Personal Loan Calculators – The Pitfalls

Posted by Shruthi K.
5
Mar 9, 2016
570 Views

In cases of a tight spot in personal finances, the best credit facility that can come to your rescue is without doubt a personal loan. While going for a personal loan, one often encounters a personal loan calculator. This tool can help you select the loan that would be the best possible one for you, concerning the interest rates, the tenure and the amount of loan. While it is helpful in this manner, one should also be mindful about how exactly the tool works, as being a bit careless in the calculation can land you in a soup. Let’s look at the not-so-obvious quicksand that you need to avoid.

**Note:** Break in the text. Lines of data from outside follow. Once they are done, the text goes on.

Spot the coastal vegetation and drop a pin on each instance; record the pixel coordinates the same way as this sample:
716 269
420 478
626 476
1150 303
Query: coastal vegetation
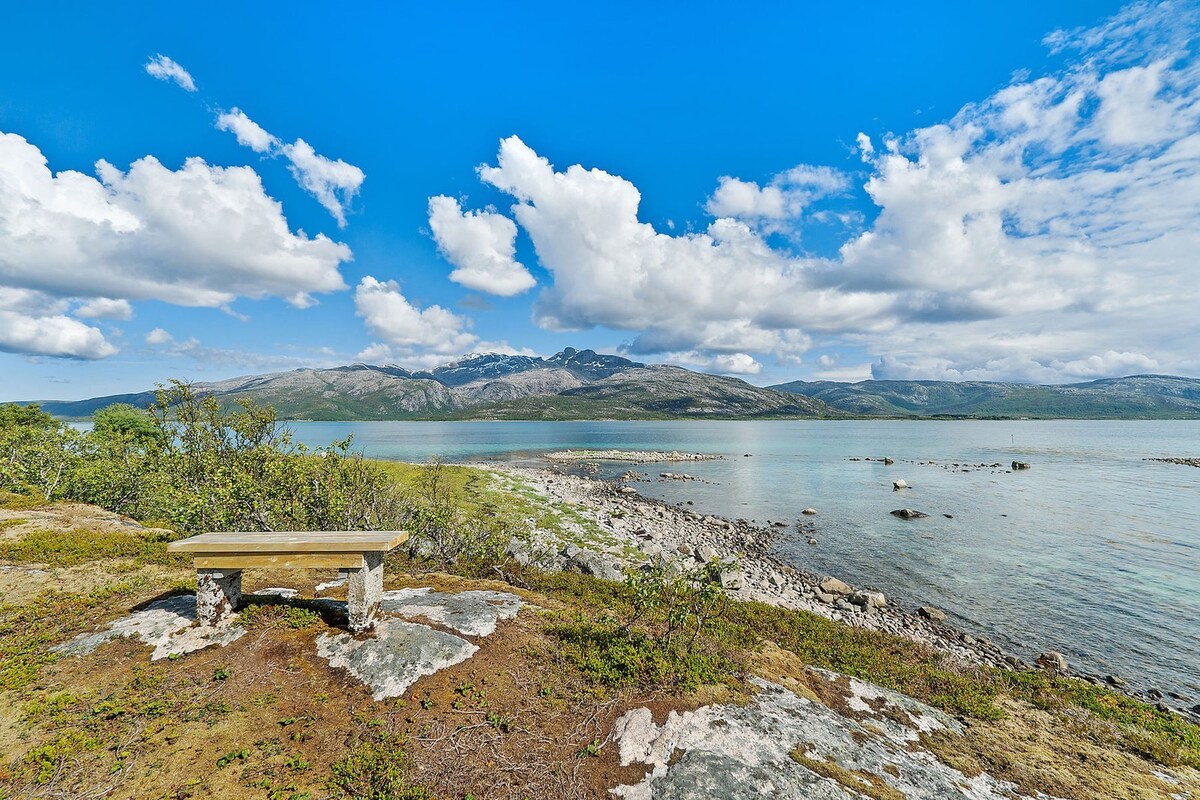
264 717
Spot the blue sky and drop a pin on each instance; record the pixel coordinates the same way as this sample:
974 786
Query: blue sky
940 190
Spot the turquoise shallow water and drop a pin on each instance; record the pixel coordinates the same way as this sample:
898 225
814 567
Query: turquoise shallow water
1093 551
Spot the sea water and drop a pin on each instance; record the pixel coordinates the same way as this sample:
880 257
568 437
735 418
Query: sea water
1093 551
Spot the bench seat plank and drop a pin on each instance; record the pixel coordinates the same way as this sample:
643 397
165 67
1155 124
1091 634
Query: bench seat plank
292 541
280 560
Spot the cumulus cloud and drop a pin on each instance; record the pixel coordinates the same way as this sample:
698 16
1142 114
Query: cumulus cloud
35 324
785 197
165 68
481 245
405 330
1044 233
201 235
249 132
106 308
334 182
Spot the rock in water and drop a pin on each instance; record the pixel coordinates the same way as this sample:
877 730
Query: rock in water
1053 662
931 613
832 585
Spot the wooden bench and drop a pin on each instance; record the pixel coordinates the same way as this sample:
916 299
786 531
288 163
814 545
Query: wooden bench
220 559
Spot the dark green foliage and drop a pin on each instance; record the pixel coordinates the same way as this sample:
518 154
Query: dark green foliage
376 768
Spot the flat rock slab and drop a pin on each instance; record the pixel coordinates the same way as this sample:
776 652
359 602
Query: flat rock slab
166 625
395 655
471 613
744 752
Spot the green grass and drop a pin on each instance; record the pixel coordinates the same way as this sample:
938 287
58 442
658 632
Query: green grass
59 548
28 631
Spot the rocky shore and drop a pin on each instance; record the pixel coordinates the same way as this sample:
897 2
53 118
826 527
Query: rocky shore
636 529
631 456
1181 462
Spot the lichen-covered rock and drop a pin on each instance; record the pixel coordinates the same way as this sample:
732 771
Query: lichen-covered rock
766 749
472 613
395 655
167 625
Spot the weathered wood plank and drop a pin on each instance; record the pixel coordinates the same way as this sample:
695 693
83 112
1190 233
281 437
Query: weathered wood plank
292 541
280 560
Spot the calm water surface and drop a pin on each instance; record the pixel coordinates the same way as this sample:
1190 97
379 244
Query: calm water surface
1092 552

Assumptions and Presumptions about Finances

The interest rate offered on a personal loan largely depends upon your existing credit score, your income and the repayment capacity. Naturally, the EMI figure that you would be arriving at will be a product of the loan amount (principal), the rate of interest and the period for which you avail the loan. The calculation is accurate, depending on the interest rate. But the interest rate, as mentioned before, is not a constant factor. It will change if your income level changes and your personal expenses vary. Thus, even if the EMI figure is mathematically correct, it is just an assumption based on your income and credit history. When your loan is finally processed, you might receive a lower or higher rate. So, don’t assume, if you don’t want to make an ass out of yourself.

Personal Loan Calculator

Rates Advertised might not be the Rates Applicable

The grass is always greener on the other side or that is what most people think. When you see life-size advertisements about lucrative interest rates, know that the bank might be proclaiming about the least rate that they can offer. Not what they can offer you. That exceedingly low interest rate could be on offer for a person with a monthly income of INR 1 lakh or more. When you would apply for the personal loan and stretch the loan amounts to as high as they can go, you risk increasing the interest rate on the final offer. When the loan application is approved, you might end up with a personal loan with high interest amounts that would be a pain to manage. The basic interest rate on offer is for advertisement purposes only.

The Longer Route is not full of Daisies

The tenure of repayment for a personal loan can be as long as 5 years or as short as a year. Within this period, you might have additional financial liabilities, along with an increased cash flow from your income source. You might be interested in getting a car or a new property through another loan, which will basically add on to your financial liabilities from the previous loan. You could try pre-paying the first loan in order to close it, and end up paying a lot extra every month. That is a sure shot way of ending up in a debt crunch. Thus, when looking for a personal loan and calculating the EMIs through a personal loan calculator, do not use up the entire tenure that is available. Try cutting some corners to make payments in as less time as possible in a shorter tenure.